The parties do not dispute the factual and procedural history relevant to the pending appeals. Tara Retail owns and operates Elkview Crossings Shopping Mall in Elkview, West Virginia ("Crossings Mall"). Among the Crossings Mall's tenants are Dollar Tree Stores ("Dollar Tree") and The Elswick Company d/b/a Anytime Fitness ("Elswick"). COMM 2013 is Tara Retail's principal creditor due to a $13,650,000 commercial loan, which is secured by a lien on the Crossings Mall, as well as an assignment of its rents.

In June 2016, catastrophic flooding destroyed the bridge and culvert that provided the only public access to the Crossings Mall, which remained inaccessible and inoperable for over a year. As a result, Tara Retail defaulted on its financial obligations. COMM 2013 scheduled a deed of trust sale of the Crossings Mall, but on January 24, 2017, Tara Retail filed a voluntary petition *643for bankruptcy pursuant to Chapter 11 of the Bankruptcy Code.

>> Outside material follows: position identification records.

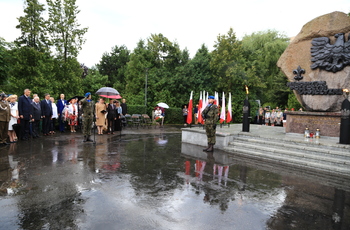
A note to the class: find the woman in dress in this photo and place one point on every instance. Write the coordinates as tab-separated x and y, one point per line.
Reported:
118	121
54	116
184	114
100	111
111	117
14	116
72	114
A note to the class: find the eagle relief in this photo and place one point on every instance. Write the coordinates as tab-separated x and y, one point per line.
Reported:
332	58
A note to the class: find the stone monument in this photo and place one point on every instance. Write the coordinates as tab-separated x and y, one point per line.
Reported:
317	65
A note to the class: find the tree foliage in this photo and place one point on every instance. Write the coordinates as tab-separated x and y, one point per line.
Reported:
44	59
33	27
114	65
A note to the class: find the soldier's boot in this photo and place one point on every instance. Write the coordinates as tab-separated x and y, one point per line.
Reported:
206	148
88	139
211	148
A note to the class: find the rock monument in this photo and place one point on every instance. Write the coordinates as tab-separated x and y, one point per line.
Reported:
317	65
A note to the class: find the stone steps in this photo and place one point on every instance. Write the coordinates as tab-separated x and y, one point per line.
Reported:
335	160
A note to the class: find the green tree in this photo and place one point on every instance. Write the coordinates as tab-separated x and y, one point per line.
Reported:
33	27
199	74
31	64
140	65
32	69
262	51
114	65
67	37
65	31
93	81
4	62
229	70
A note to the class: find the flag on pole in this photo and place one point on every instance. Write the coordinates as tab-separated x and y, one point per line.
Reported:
216	101
200	120
223	109
190	108
229	110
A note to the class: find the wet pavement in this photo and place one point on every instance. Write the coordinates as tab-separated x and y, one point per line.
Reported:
147	179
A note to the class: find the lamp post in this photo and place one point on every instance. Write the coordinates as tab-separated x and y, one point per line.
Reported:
146	90
345	120
246	113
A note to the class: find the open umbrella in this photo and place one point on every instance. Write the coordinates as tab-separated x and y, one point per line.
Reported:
75	97
163	105
107	91
111	96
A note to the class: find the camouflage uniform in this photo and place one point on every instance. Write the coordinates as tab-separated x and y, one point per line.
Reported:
210	114
5	115
88	108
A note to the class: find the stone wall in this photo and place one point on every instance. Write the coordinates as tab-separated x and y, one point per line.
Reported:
298	53
327	122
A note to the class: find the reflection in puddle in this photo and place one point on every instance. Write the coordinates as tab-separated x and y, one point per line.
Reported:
157	182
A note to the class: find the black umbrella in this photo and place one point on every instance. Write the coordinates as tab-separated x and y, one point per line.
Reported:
75	97
107	91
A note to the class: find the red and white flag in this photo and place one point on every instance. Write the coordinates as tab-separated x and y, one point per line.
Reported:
216	101
223	109
200	104
190	108
229	110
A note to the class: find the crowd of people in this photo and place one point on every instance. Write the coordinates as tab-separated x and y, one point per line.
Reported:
268	117
27	117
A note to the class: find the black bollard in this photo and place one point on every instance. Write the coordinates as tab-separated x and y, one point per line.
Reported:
345	123
246	114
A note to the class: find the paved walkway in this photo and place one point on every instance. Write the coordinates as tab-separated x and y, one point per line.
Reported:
278	132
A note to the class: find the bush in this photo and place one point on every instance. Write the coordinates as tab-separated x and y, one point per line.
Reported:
172	115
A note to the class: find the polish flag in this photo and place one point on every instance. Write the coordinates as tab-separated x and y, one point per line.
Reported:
190	108
200	120
223	109
216	101
229	110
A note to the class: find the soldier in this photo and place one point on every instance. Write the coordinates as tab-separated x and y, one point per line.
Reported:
88	107
4	119
210	117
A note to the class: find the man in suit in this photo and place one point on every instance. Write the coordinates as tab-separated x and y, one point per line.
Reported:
36	117
61	103
46	113
88	107
25	113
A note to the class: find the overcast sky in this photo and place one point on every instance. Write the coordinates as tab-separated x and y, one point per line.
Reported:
188	22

On May 22, 2017, Dollar Tree filed a proof of claim for $276,969.28, which consisted of $26,969.28 in overpaid rent from June 2016 through November 2016; $150,000 in lost profits; $95,000 to reopen for business; and $5,000 in legal fees (D.T. No. 20).1 Tara Retail objected, arguing that Dollar Tree's claim should be disallowed in its entirety because Tara Retail did not have a duty or obligation to repair the bridge or provide access to the Crossings Mall given that the culvert was owned and maintained by the State of West Virginia (D.T. No. 1). Thereafter, Tara Retail stipulated to three, month-long extensions of time for Dollar Tree to respond to the objection (D.T. Nos. 22; 23; 24).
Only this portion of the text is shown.